Wednesday, August 27, 2008

Poem for Wednesday

Troy
By Meghan O'Rourke


We had a drink and got in bed.
That's when the boat in my mouth set sail,
my fingers drifting in the shallows of your buzz cut.
And in the sound of your eye
a skiff coasted—boarding it
I found all the bric-a-brac of your attic gloom,
the knives from that other island trip,
the poison suckleroot lifted from God-knows-where.
O, all your ill-begotten loot—and yes, somewhere,
the words you never actually spoke,
the woven rope tethering
me to this rotting joint. Touch me,
and the boat and the city burn like whiskey
going down the throat. Or so it goes,
our love-wheedling myth, excessively baroque.

--------

Adam started seventh grade on Tuesday morning in the middle school that I attended -- well, it was a junior high school then, but it's still a bit surreal for me that I have somehow subjected one of my kids to three years in that building. He didn't seem terribly unhappy last year, at least, which is about the best one can hope for at that age, I think. Daniel had the day off, as his entire high school building is used for freshman orientation, so I took him out for bagels (his request), then home where I folded laundry and we watched The Fellowship of the Ring, which has kind of been a tradition for him and me on sick days. It's been many months since I've seen it, long enough for me to have forgotten all the things that disappoint me in The Return of the King, and it made me unexpectedly happy. When Adam got home, I spent quite a bit of time looking around the house for school supplies that the school hadn't bothered to put on the summer school supply list sent home weeks ago, then finished sorting out the kids' clothes -- the giveaway pile being bigger than what either son is keeping.

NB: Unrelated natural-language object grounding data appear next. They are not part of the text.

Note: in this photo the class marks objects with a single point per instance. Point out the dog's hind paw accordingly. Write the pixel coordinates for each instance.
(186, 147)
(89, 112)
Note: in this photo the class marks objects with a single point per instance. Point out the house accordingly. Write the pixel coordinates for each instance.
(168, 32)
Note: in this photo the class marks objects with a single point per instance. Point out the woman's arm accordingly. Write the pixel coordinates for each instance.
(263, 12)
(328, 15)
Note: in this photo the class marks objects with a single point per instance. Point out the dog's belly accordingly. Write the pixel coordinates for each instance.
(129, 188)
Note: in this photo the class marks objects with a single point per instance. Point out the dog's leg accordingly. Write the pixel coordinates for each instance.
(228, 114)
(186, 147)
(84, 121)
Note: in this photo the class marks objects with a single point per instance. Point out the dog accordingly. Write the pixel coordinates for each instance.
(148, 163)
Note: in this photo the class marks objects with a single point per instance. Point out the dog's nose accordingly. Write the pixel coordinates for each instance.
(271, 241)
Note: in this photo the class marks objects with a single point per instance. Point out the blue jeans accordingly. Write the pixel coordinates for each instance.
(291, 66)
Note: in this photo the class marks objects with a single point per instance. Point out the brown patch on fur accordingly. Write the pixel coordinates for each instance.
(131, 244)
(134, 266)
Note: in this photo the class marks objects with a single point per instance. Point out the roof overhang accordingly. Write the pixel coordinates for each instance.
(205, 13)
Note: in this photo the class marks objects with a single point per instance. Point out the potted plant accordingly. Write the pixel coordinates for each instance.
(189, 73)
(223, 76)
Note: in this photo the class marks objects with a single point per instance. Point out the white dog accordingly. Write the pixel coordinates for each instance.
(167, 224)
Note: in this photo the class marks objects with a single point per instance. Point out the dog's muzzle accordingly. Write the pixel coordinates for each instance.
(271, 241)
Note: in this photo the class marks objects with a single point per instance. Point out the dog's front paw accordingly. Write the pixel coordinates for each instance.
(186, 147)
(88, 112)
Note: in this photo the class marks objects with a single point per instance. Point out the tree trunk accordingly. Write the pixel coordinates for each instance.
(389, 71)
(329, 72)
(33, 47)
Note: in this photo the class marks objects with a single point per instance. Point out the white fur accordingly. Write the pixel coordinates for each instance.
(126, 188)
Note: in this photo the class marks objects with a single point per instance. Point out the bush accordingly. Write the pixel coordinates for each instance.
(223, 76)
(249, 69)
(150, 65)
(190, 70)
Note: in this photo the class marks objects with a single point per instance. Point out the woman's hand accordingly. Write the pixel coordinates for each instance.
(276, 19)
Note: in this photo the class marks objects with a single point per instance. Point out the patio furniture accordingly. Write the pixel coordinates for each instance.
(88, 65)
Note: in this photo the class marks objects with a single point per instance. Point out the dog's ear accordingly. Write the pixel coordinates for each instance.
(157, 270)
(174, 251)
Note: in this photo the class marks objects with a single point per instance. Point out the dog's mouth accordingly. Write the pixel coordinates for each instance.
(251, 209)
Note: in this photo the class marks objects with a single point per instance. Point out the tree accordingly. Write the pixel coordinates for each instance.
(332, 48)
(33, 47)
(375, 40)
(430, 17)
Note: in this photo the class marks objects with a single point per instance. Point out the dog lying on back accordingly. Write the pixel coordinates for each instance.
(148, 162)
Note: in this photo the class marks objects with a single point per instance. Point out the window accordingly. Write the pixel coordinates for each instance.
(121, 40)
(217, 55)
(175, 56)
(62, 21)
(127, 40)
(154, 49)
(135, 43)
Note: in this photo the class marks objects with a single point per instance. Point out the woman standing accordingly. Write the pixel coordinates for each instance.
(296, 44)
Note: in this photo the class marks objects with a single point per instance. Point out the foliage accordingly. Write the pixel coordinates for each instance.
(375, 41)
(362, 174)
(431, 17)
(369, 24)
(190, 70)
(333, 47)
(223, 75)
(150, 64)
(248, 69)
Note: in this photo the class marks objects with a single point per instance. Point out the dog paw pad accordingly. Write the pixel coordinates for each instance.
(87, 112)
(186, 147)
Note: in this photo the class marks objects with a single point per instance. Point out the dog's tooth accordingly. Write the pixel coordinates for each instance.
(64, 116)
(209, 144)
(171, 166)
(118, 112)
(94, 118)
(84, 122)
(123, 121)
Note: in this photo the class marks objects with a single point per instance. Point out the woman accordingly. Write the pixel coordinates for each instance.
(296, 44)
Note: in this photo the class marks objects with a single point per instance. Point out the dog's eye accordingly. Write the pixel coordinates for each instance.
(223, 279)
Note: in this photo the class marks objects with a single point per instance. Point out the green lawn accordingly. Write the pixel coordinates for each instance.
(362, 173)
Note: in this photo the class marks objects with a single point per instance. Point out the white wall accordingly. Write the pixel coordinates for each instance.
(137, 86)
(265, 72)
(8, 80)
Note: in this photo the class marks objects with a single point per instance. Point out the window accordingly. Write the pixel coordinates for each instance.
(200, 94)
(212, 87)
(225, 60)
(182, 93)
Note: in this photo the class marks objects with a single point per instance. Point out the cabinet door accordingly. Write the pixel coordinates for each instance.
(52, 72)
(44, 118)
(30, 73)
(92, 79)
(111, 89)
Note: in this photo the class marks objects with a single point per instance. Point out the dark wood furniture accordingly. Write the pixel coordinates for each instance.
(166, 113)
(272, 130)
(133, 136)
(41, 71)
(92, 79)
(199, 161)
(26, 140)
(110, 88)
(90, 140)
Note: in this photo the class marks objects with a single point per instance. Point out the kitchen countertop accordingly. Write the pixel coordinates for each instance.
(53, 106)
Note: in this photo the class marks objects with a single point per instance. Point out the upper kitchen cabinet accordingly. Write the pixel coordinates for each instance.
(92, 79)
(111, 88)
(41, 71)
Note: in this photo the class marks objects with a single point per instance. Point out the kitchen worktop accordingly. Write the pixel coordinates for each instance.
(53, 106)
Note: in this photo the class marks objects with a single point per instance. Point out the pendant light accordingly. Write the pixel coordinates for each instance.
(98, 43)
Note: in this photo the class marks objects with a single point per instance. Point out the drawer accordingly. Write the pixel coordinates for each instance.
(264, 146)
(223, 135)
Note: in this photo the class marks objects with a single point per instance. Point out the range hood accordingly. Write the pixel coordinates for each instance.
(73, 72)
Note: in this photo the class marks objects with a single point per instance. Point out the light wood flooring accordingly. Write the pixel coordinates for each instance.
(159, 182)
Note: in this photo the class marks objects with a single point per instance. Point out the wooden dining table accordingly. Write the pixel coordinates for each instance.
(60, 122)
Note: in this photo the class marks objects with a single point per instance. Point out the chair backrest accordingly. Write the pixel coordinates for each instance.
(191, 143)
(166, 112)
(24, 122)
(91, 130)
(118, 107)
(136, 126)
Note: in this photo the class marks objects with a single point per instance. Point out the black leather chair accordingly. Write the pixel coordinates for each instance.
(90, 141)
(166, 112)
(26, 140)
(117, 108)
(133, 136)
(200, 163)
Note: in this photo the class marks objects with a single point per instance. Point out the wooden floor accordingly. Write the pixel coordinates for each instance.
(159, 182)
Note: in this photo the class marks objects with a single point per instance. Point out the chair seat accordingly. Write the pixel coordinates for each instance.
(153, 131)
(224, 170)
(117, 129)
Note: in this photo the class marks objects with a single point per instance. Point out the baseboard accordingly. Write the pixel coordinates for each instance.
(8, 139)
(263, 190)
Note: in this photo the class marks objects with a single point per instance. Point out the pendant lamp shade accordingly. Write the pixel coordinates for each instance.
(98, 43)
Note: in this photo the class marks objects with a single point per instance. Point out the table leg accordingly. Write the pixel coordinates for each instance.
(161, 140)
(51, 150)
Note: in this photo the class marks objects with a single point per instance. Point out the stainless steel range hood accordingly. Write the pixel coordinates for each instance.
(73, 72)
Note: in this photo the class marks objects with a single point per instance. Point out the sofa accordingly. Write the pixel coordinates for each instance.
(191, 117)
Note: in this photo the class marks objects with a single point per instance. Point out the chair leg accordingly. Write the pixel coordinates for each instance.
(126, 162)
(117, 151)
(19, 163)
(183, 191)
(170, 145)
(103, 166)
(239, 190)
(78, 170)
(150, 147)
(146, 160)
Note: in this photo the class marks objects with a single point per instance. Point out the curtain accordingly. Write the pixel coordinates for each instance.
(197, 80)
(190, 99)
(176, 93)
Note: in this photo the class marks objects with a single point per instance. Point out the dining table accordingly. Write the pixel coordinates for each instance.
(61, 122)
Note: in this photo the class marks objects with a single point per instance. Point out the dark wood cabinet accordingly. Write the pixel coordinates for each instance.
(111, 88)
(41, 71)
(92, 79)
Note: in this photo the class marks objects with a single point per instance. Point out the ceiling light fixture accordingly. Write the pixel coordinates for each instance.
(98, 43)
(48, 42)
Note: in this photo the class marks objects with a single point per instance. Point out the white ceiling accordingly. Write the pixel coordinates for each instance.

The Renaissance Vaudeville team, Rick and Jan, juggle knives while balancing on boards and playing "When the Saints Go Marching In" on harmonicas, with their trained dogs looking on.


One of the dogs in action while a little girl volunteer from the audience holds a hoop for her.


Actors portray the shipwreck that starts off The Tempest.


A refugee from the Mud Show, where every Shakespearean drama has the same ending: everyone gets very dirty and lives happily ever after.


I saw Barely Balanced get into this position and I still have no idea how they did it.


The Royal Falconer persuades one of his birds to land on his hand.


Aboard the pirate ship, one of the armory's officers holds an auction for unclaimed swords.


And the Royal Heralds announce the court in the afternoon.


Adam's best friend brought over Superhero Movie, which the kids insisted on watching -- fortunately it's short, and silly, and once again I got evidence that I am twelve because even though I've seen it before, I was more in the mood for that than all-night DNC blather. While the kids were getting ready for bed, we put on Across the Universe, figuring it would probably be possible to listen without really paying attention to the plot, but there was actually lots more talk and less Beatles than I was expecting...and Bono and Eddie Izzard in awesome cameos, which I didn't know about! The woman playing the sort-of-Janis-Joplin character was terrific, too, though the psychidelic sequences got to be a little much after a while. It's no Hair, which is what it seems to want to be with Beatles tunes, but it's worth seeing once.

The movie ended just as Hillary was starting to speak at the convention, so we got to hear her. I expected that I might be completely out of the mood -- every time I checked my RSS news feeds today, it was all "disgruntled Hillary supporters say they won't vote for Barack" until I wanted to throw up -- but I really appreciated her speech, as bittersweet as it must have been for her to get such an ovation. I wonder whether the news is ever going to cover the crisis in Georgia; right now they've gotten past a bear cub in a tree and moved on to puppy mill rescues. And every time I read something like this, my affection for Harry Potter dies a little bit more.